Global Business Culture: Should Our 'Yes' Mean 'Maybe?"
The opening paragraph of an article written by Susannah Palk; based on an interview she did with Dean Foster on the Nigerian business culture states:
“In a business culture where negotiations are fluid and what's agreed on Monday might not necessarily mean the same thing on Tuesday, how do you get the job done?It's a challenge some foreigners encounter when doing business in Nigeria.”
Dean Foster further tells CNN that;
“"The bottom line is that you cannot expect to go into Nigeria, make the deal, turn around, walk out and expect things to go as planned."
My personal opinion is that we often make promises under pressure without any idea of how we will fulfil those promises. People borrow money that they have no idea how they will payback.
People say ‘yes’ to things so that they can get something in the short term and then renege on their ‘yes’ when it is not convenient for them to keep their word. Keeping your word only when it is very convenient means that you do not honour what you say.
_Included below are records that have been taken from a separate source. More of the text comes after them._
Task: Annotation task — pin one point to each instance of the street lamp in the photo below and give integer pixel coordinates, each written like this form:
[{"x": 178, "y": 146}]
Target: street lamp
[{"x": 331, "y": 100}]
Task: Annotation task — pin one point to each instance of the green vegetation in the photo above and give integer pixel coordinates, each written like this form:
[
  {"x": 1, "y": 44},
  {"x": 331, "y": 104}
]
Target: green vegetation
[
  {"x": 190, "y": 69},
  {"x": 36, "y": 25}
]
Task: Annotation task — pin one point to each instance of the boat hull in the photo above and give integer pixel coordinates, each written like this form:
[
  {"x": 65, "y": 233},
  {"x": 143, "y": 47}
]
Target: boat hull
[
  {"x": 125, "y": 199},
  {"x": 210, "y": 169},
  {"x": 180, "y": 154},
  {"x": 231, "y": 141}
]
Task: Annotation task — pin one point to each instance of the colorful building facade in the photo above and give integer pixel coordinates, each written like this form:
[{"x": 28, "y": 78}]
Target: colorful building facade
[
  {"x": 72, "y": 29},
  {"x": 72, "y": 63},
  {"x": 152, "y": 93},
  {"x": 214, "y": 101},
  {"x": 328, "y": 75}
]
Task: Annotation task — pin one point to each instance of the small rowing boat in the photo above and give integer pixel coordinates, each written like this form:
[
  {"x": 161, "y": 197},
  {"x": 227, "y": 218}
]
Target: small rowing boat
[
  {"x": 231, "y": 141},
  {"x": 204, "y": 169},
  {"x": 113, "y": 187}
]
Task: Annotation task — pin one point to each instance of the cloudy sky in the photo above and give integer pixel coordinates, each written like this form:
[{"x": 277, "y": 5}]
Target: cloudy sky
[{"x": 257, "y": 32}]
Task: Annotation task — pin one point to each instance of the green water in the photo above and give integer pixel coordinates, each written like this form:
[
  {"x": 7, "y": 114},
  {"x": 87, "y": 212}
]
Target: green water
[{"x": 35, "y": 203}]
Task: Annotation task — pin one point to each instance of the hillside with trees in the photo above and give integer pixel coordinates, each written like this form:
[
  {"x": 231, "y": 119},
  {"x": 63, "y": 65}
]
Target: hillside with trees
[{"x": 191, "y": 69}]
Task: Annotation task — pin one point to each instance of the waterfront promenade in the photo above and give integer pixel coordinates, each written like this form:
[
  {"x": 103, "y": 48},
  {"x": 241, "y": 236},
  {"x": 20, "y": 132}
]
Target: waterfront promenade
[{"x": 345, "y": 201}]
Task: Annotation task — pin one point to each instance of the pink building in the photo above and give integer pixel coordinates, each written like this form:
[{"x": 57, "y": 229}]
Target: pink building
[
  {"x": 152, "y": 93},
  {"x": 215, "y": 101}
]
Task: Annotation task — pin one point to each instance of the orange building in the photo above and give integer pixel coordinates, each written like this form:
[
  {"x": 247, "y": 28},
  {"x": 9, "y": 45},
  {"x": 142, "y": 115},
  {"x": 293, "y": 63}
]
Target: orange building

Integrity includes being able to honour your word.
Two tips on improving your trust meter with others:1.
1. Don’t make promises under pressure
2. Know that promises are meant to be kept so only make promises that you are clear on how you intend to keep the promise.
We have cultivated a culture where ‘yes’ does often mean ‘maybe’ and it is not adding any value to our ease of doing business in Nigeria.